Export restrictions induce scarcity on markets, raise prices and cause disproportionate harm to developing nations that cannot afford to compete in bidding wars. This was demonstrated at the start of the pandemic with mask shortages and now with vaccine access.
Covid-19 has affected global free trade through the forced deceleration of international trade and the rise of economic protectionism that states are using. All these efforts beg the question, how can citizens and businesses navigate this increasingly protectionist world?
Protectionism is ineffective as it fails to directly address the root causes of the challenges facing policymakers during the Covid-19 pandemic. Is it really a concern of China 'owning' too much of the world or an issue in failed diversified supply chain management and domestic innovation?
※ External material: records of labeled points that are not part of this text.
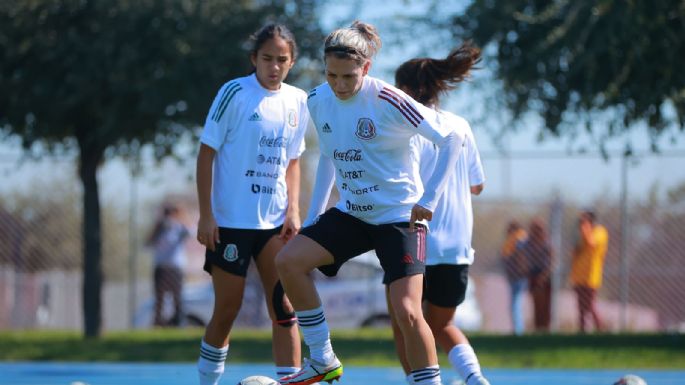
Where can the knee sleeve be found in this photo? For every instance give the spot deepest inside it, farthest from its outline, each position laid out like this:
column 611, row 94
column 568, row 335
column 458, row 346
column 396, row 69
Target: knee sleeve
column 283, row 318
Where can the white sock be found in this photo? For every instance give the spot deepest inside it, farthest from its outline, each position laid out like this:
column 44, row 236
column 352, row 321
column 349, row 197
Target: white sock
column 282, row 371
column 316, row 334
column 427, row 376
column 210, row 366
column 464, row 360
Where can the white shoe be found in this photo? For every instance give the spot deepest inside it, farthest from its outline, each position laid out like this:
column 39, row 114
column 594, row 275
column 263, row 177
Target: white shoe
column 313, row 372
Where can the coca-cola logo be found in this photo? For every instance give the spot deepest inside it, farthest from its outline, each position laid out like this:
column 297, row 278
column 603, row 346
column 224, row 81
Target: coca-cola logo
column 272, row 142
column 352, row 155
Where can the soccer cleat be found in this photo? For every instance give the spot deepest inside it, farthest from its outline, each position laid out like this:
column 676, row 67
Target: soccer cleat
column 313, row 372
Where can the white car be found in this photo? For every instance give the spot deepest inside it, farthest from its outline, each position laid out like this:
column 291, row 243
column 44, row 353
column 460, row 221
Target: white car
column 354, row 298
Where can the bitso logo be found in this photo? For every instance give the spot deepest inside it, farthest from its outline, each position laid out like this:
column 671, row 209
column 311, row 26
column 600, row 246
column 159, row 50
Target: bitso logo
column 365, row 129
column 231, row 253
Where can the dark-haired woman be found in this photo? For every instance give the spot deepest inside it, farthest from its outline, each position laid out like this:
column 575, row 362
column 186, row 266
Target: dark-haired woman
column 449, row 252
column 248, row 177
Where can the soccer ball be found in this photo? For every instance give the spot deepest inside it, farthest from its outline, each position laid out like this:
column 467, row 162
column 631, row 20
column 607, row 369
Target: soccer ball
column 258, row 380
column 630, row 379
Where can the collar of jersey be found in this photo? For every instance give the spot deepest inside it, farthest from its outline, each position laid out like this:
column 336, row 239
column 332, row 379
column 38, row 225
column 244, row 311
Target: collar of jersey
column 365, row 85
column 257, row 85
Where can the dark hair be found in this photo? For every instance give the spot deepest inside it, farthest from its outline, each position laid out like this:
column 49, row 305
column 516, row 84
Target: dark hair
column 513, row 226
column 424, row 79
column 589, row 214
column 270, row 31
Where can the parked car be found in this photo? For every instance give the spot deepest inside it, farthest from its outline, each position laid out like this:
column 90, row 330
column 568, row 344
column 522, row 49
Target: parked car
column 354, row 298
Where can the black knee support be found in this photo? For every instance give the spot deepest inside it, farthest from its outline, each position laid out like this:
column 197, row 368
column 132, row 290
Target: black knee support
column 283, row 317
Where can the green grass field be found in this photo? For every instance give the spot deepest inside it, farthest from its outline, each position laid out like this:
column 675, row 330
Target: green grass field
column 367, row 347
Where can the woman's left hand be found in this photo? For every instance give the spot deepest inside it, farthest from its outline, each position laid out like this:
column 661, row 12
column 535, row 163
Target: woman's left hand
column 419, row 213
column 291, row 226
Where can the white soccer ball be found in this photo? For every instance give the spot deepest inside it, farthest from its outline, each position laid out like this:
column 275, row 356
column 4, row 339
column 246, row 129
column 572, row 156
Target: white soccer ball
column 631, row 379
column 258, row 380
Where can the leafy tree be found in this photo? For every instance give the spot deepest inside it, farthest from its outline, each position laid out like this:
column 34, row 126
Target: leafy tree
column 574, row 61
column 106, row 77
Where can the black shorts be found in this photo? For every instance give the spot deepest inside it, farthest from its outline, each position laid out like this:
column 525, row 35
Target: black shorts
column 237, row 248
column 445, row 285
column 401, row 253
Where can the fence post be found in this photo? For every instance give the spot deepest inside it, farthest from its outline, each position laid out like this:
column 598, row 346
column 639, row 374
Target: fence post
column 555, row 229
column 134, row 165
column 624, row 278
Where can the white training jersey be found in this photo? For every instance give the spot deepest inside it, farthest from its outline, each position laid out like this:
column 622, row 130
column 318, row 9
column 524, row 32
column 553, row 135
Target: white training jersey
column 451, row 229
column 255, row 133
column 367, row 139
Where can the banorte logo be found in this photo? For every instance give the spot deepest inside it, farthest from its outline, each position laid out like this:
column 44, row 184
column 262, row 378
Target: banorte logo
column 351, row 155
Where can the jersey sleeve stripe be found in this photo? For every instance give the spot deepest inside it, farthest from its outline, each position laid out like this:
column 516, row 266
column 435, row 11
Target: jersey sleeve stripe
column 392, row 102
column 395, row 103
column 404, row 103
column 231, row 90
column 223, row 97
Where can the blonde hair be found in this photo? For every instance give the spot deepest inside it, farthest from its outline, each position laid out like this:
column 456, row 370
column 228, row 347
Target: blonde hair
column 359, row 42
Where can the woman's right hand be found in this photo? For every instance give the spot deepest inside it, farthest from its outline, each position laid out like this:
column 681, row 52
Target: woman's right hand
column 208, row 232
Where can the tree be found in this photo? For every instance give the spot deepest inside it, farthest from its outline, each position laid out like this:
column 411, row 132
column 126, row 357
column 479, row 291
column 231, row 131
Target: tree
column 574, row 61
column 106, row 77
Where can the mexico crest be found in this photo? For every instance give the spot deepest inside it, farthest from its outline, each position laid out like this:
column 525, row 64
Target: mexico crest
column 365, row 129
column 231, row 253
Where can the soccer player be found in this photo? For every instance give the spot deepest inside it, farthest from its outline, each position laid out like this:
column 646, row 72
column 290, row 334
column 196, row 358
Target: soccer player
column 248, row 178
column 365, row 127
column 449, row 252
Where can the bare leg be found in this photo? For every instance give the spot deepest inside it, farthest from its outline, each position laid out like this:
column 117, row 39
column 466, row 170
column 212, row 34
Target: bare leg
column 405, row 297
column 400, row 349
column 228, row 296
column 294, row 262
column 440, row 320
column 286, row 339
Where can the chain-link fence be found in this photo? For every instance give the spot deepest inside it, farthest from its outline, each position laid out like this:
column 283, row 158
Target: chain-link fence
column 41, row 250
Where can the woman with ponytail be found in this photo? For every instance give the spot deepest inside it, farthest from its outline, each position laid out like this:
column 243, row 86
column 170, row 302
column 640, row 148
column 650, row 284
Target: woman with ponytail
column 365, row 127
column 449, row 252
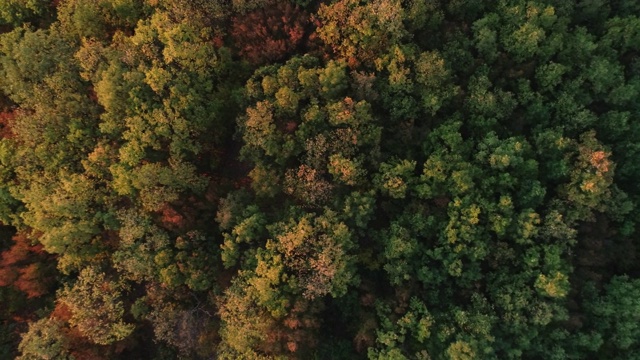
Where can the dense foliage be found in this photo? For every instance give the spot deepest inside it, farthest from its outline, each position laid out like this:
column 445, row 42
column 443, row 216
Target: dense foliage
column 344, row 179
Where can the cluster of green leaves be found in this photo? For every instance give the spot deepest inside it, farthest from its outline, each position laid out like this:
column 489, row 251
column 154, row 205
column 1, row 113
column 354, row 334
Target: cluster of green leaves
column 386, row 179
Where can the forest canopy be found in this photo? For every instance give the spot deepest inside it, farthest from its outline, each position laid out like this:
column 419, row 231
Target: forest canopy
column 338, row 179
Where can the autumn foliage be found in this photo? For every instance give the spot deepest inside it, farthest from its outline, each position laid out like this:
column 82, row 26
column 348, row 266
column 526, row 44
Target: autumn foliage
column 270, row 33
column 24, row 267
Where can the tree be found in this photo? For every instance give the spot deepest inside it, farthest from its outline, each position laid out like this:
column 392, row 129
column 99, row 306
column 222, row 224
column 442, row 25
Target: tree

We are supposed to be a world that is unified by common goals and using the global free market to aid in the pursuit of peace, innovation and global sustainability. These global organisations were intended to be used when states hindered these goals and for action to be taken against their undermining of liberal policies. But what use are these bodies when states do not comply with these shared goals and actively undermine them? What precedent will Covid-19 pose in terms of national policy and overall international relations?